3. Former Kentucky lawmaker gets 2 years in prison for healthcare billing fraud

Former Kentucky state representative Robert Goforth, 46, was sentenced to 25 months in prison Oct. 3 after admitting that a pharmacy he owned billed insurance programs, including Medicare and Medicaid, for prescriptions that customers didn't pick up.

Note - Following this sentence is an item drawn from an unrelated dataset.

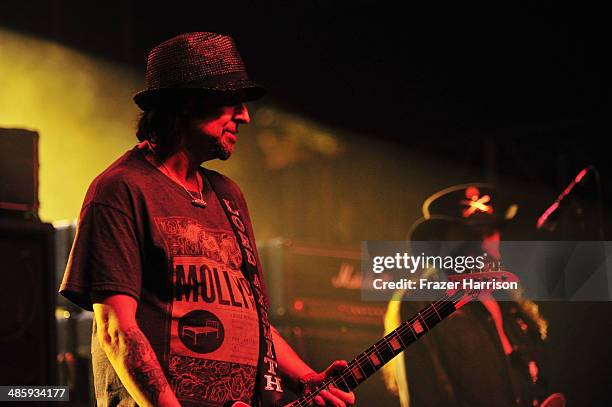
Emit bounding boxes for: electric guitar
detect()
[231,268,565,407]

The pharmacy then multiplied profits by putting those medications back on the shelf and selling them multiple times. 

4. Radiology company president gets 15 years for $2M X-ray billing scheme

Thomas O'Lear, 58, president of North Canton, Ohio-based Portable Radiology Services, was sentenced on Sept. 29 to 15 years in prison after being convicted of billing Medicare, Medicaid and two Medicaid-managed care organizations for X-ray services his company did not provide, covering up the scheme and committing aggravated identity theft. 

5. California physician to pay $2.3M for illegal drug distribution

Santa Ana, Calif.-based physician Mohammed El-Nachef, MD, pleaded guilty on Sept. 28 to defrauding California's Medi-Cal system by prescribing medically unnecessary drugs to more than 1,000 patients. 

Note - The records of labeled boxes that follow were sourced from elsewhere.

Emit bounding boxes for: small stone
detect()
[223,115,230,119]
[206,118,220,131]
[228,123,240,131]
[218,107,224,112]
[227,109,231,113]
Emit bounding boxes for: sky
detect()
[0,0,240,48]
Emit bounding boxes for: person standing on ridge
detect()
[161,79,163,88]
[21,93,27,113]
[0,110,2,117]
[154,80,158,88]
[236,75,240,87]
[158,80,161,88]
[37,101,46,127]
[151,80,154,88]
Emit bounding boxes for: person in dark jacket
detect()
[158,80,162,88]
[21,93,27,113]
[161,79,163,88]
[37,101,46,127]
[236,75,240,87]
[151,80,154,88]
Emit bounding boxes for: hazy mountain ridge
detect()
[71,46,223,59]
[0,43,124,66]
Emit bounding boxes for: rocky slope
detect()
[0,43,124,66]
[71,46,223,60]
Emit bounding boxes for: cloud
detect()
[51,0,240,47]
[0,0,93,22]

6. Indiana system to pay $2.9M to settle Medicaid overbilling allegations

Fort Wayne, Ind.-based Parkview Health System agreed on Sept. 27 to pay $2.9 million to settle allegations it overbilled Medicaid between January 2017 and March 2021. Improper revenue codes were submitted to Medicaid for certain blood-clotting tests performed on patients at several Parkview hospitals.

7. Former federally qualified health center CEO convicted of Medicaid fraud

Victor Kirk, 73, former CEO of St. Gabriel (La.) Health Clinic, was convicted of a $1.8 million Medicaid fraud scheme on Sept. 26. St. Gabriel practitioners provided character development and other educational programs to entire classrooms of students during regular class periods. Mr. Kirk directed practitioners to falsely diagnose students with mental health disorders. From 2011 to 2015, Mr. Kirk fraudulently billed these programs to Medicaid as group psychotherapy.

8. Medical equipment company VP pleads guilty in $50M fraud scheme

Kala Sloan, 28, vice president for a pair of North Carolina medical equipment companies, pleaded guilty Sept. 21 to falsifying physician orders for equipment as part of a $50 Medicare fraud scheme. 

9. Former Missouri physician pleads guilty to role in Medicare, Medicaid fraud scheme

Former Joplin, Mo., physician Oluwatobi Alabi Yerokun, MD, 36, pleaded guilty Sept. 21 to his involvement in a scheme in which he signed orders for products and tests for more than 2,000 Medicare and Medicaid patients he never met or examined.

10. Ohio physician accused of fraudulent medical billing 

Cleveland-based physician Timothy Sutton, MD, was accused of illegally billing Medicare for tests that aim to predict a patient's likelihood of cancer, and prescribing braces to patients who didn't need them, Cleveland.com reported Sept. 20.